We next carried out experiments with L51I and I62L co-expressed with EmrEin or EmrEout. Remarkably, when EmrEin was co-expressed with L51I or I62L, we observed a significant reduction in ethidium resistance on LB agar plates (Figure 5B). To the contrary, EmrEout co-expressed with L51I or I62L retained the same phenotype as the single-site mutant alone. To provide additional support, we carried out resistance assays in liquid media. These experiments were performed by growing E. coli cultures containing plasmids to an optical density at 600 nm of 1.0, then adding ethidium and recording the culture density as a function of time. Similar to the LB agar plate results, we found that the L51I or I62L mutant expressed with EmrEin displayed a faster drop in the optical density, which signified a reduced ability to confer resistance relative to the same mutant expressed with EmrEout (Figure 5C). It is important to note that if heterodimers of L51I or I62L and EmrEin did not form, we would have observed the same resistance phenotype of L51I or I62L alone. However, the reduced phenotype and the control experiments discussed above (Figure 5A; Figure 5—figure supplement 1) indicate a specific association in the transporter complementation experiments that are influenced by the conformational equilibrium within the assembled heterodimer in the cell membrane.

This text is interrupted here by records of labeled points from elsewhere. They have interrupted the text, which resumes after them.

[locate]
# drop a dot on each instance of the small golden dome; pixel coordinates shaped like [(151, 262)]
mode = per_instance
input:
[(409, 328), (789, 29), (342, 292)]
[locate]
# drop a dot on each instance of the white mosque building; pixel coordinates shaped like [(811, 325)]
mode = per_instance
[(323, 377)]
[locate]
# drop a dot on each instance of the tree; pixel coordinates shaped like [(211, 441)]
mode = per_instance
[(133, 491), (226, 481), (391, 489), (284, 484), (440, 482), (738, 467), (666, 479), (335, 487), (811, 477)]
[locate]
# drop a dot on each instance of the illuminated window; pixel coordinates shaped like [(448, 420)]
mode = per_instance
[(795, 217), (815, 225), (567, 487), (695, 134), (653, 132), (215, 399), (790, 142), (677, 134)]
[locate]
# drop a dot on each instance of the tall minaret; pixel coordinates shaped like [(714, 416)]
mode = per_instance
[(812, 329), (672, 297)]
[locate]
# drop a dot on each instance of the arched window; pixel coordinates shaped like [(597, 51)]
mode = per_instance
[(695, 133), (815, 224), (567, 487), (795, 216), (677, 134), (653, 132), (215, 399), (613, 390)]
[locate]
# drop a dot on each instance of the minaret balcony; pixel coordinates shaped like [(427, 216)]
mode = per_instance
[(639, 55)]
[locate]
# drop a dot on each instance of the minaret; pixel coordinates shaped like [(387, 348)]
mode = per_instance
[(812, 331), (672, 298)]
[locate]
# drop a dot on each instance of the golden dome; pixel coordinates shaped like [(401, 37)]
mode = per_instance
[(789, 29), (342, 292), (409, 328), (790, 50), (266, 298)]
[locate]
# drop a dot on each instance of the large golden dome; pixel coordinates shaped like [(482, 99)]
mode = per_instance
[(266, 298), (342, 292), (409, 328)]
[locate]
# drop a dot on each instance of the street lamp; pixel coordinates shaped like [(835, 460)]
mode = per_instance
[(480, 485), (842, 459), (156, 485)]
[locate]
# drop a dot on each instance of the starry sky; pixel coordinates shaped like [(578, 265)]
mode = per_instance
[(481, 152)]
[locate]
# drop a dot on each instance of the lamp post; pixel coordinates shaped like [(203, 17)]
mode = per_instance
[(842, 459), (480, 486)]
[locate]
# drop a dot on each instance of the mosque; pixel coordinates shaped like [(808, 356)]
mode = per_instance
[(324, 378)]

To provide direct evidence that the overall rate of ethidium transport was different between the mutant co-expressed with EmrEin and EmrEout, we performed an ethidium efflux assay by measuring the intrinsic fluorescence of ethidium. E. coli were treated with ethidium bromide and the ionophore carbonyl cyanide m-chlorophenylhydrazone (CCCP), which causes the cytoplasmic ethidium concentration and fluorescence to increase. Upon addition of glucose and removal of CCCP, the membrane potential is reestablished, and the fluorescence decreases as ethidium is transported out of the cytoplasm. This assay was performed with L51I co-expressed with EmrEin or EmrEout. Immediately following the addition of glucose, the fluorescence dropped ~3 fold faster for L51I co-expressed with EmrEout than L51I co-expressed with EmrEin (Figure 5D). Furthermore, the fluorescence value at steady state (3600 s) was significantly lower for L51I co-expressed with EmrEout compared to L51I co-expressed with EmrEin (Figure 5E). This indicates a reduced cytoplasmic ethidium concentration for the L51I/EmrEout sample. Taken together, these data are consistent with the resistance assay results and support the conclusion that a change in the conformational equilibrium can influence the overall rate of drug efflux. Note that a previous study reported an ethidium efflux rate difference of 1.6-fold between wild-type E. coli and an AcrAB-TolC efflux pump knockout strain that led to a 30-fold difference in the minimum inhibitory concentration (Paixão et al., 2009). This shows that somewhat modest transport rate differences can have deleterious effects on bacterial growth, which stems from increased ethidium accumulation that leads to irreversible binding to DNA (Jernaes and Steen, 1994; Lambert and Le Pecq, 1984).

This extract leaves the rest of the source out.